Kolesnikov is known for his cross-genre collaborations and narrative programmes. Recent examples include Celestial Navigation – a sequence of music featuring projections by architect Sophie Hicks and text by Martin Crimp – and his realisation of Bach’s Goldberg Variations with dancer Anne Teresa de Keersmaeker which has been staged over fifty times across Europe.
Lauded for originality and ‘inexhaustible imagination’, Samson Tsoy has performed in venues and festivals around the world including the Barbican, Wigmore Hall, Royal Festival Hall and Queen Elizabeth Hall, Aldeburgh festival, Théâtre de la Ville and Salle Gaveau in Paris, Berlin’s Konzerthaus, and Verbier Festival. In 2023, he was the first-ever classical musician to perform for the opening of the Münchner Sicherheitskonferenz (Munich Security Conference) in front of the world’s most important political leaders. The same year he debuted with the London Philharmonic Orchestra performing Beethoven Piano Concerto No.3, which followed with an immediate re-invitation to perform 4th Piano Concerto with the LPO.
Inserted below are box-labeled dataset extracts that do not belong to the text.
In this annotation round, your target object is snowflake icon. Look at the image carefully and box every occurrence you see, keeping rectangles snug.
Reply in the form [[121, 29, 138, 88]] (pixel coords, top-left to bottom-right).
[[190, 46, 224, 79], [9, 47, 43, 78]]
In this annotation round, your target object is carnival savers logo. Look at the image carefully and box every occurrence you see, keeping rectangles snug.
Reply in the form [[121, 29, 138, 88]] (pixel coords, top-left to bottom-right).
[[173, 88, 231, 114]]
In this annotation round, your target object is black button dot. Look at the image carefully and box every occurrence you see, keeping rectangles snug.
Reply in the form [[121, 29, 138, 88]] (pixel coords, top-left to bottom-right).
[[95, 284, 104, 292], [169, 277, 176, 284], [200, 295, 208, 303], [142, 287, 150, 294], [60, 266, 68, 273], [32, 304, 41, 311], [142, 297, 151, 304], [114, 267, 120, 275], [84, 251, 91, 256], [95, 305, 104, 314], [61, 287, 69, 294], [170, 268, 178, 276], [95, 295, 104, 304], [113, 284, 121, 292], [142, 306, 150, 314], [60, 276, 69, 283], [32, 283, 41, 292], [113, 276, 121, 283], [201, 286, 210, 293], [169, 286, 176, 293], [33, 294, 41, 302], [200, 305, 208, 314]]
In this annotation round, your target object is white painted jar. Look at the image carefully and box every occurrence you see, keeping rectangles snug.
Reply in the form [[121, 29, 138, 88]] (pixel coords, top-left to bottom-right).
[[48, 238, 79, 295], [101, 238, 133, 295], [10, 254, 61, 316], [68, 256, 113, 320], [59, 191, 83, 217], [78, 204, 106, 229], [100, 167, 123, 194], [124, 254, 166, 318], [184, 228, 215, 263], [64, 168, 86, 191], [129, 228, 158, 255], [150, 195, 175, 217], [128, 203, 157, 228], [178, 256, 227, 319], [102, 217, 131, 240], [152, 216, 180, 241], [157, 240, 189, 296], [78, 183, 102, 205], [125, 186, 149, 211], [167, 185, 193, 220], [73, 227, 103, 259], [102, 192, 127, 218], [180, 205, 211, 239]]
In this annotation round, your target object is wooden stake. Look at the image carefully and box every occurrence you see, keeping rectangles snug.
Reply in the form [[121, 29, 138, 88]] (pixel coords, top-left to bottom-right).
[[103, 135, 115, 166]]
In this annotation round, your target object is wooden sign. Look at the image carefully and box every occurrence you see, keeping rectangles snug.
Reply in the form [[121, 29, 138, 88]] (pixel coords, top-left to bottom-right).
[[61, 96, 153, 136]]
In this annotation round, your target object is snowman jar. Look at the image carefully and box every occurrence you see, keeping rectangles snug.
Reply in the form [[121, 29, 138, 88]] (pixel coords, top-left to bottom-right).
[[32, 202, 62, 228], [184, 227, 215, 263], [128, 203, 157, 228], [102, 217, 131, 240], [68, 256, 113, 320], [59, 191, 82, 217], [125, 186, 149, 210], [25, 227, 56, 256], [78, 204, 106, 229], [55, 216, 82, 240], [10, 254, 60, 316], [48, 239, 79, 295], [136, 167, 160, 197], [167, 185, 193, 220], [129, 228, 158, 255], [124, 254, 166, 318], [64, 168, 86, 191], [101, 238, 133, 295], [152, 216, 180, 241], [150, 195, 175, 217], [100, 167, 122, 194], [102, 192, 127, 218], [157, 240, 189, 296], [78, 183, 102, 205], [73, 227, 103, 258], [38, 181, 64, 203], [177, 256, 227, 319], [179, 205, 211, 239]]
His large scale projects include both Brahms' Piano Concertis in one evening with the Philharmonia Orchestra and Maxim Emelyanychev, Scriabin's Prometheus with the Philharmonia Orchestra and Gergely Madaras at the multi-storey car park. Samson also collaborated with acclaimed American artist Richard Serra at the Gagosian Gallery, where he performed Messiaen’s Quatuor pour la fin du temps within artists' recent work Transmitter.